|
From: David B. <dav...@gm...> - 2013-01-07 11:11:12
|
On Mon, Jan 7, 2013 at 2:01 AM, John Reiser <jr...@bi...> wrote:
> On 01/06/2013 01:24 PM, David Bar wrote:
> > That's true for memcheck if interested in memory corruption issues.
>
> >
>
> > What about massif? It seems that if we only want memory measurements,
> wouldn't it be enough to just handle malloc/free/etc.?
>
> If memory leaks matter then it is not obvious that just handling
> "malloc/free/etc" suffices. If all you want is
> {max,min,integral}(malloc - free)
> and massif doesn't perform as you like, then talk directly to massif.
>
I'm not using Massif as a memory leak detection tool (well, sometimes, but
usually not).
I want all the functionality Massif gives, to get detailed memory analysis,
not just the overall consumption.
However, I fail to see why to do what Massif does, translation and JITing
is required.
I work in a large enterprise, with huge programs with hundreds of DLLs
being loaded. I can tell you that there are currently two projects going on
in my enterprise which mimic Massif functionality using only malloc/free
hooks. Yes, it's idiotic, especially with two such projects - I'm not
calling the shots here...
Valgrind is just deemed too slow and annoying to run, as we have to wait
for several minutes until the program starts to run, and then it
works sluggishly, which is also problematic for daemons which are expected
to respond to requests under a reasonable time limit.
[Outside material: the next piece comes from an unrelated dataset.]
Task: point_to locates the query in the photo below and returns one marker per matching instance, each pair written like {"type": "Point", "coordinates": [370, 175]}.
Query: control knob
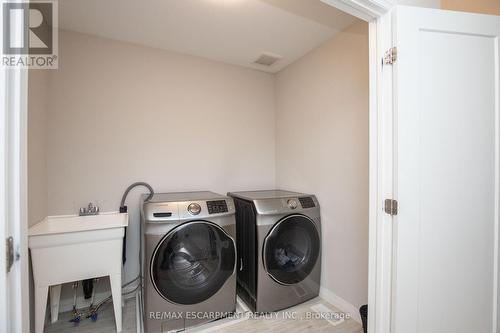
{"type": "Point", "coordinates": [292, 204]}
I see the development of such other tools as a waste of time. Massif
already does a great job, and already has great infrastructure in place for
getting called on hooks, getting the backtrace along with debug symbols,
etc.
>
> > What if I want to run memcheck just to find memory leaks? Doesn't seem
> to me that I need actual instrumentation here of all code, no?
>
> Show me the code, or at least explain in detail why this should be true.
> I don't believe the claim. In particular, I have programs which
> use stem+leaf storage for collections of pointers, and these programs
> require _more_ than 100% "observation" just to find memory leaks.
>
> > Even for the complete memcheck functionality, some use cases may live
> well enough with just instrumenting a part of the program.
>
> Extremely unlikely. Sabotaging only log(n) of the memory references can
> totally invalidate nearly every program ever written.
>
> >
> > Say I have a huge program, which contain tons of DLLs, most of them not
> under my responsibility and/or I can't fix the bugs in them. If I just want
> to memcheck my DLL, and am willing to live with the assumption that memory
> my DLL allocates is only read/written by my DLL, it seems reasonable to only
> > translate and handle my DLL, no?
>
> If you are willing to assume that some DLL is an island unto itself,
> then why not test it that way? Also, unless the DLL has been through
> an actual theorem prover or an extensive battery of tests then I
> don't believe the claim "my DLL is an island."
>
>
I'm not saying the theoretical DLL in question is "an island". It is being
used by the application, and it uses various I/Ss from other DLLs.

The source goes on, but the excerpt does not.